Anggota LSM Perak Indonesia, Abd. Rahman MS., menduga proyek tersebut tidak mematuhi ketentuan Undang-Undang Keterbukaan Informasi Publik. Dugaan ini muncul karena pada lokasi proyek tidak terdapat papan informasi yang mencantumkan besaran anggaran serta volume pekerjaan yang tengah dilaksanakan.
“Proyek seperti ini seharusnya transparan sesuai dengan amanat UU Keterbukaan Informasi Publik.
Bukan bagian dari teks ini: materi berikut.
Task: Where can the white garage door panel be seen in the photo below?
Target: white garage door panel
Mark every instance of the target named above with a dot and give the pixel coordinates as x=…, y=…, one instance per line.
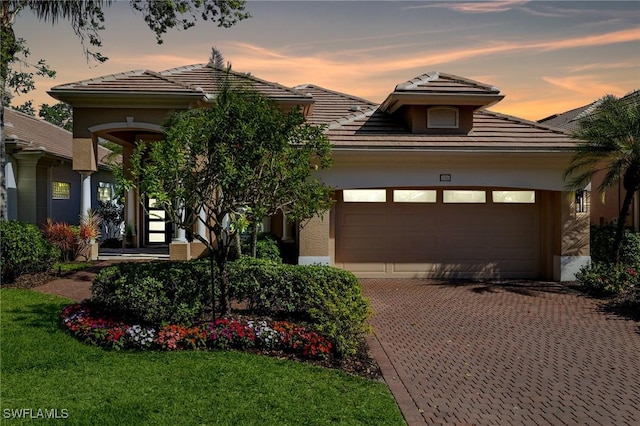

Namun, tidak ada papan informasi yang memuat detail anggaran maupun spesifikasi proyek, sehingga menimbulkan tanda tanya terkait penggunaan dana publik,” ujar Rahman MS, Sabtu, 11 januari 2025
Lebih lanjut, diketahui bahwa proyek tersebut dilaksanakan oleh Kelompok Tani Karunrung yang berlokasi di Desa Borimatangkasa menggunakan anggaran APBD 2024. Namun, hingga berita ini diterbitkan, belum ada keterangan resmi dari pihak kelompok tani maupun instansi terkait mengenai transparansi pelaksanaan proyek tersebut.
LSM Perak mendesak agar pihak berwenang segera memberikan klarifikasi dan memastikan proyek-proyek pemerintah berjalan sesuai dengan aturan dan prinsip keterbukaan informasi.
Hal ini penting untuk menjaga kepercayaan masyarakat terhadap pengelolaan dana publik serta meningkatkan akuntabilitas dalam setiap program pembangunan.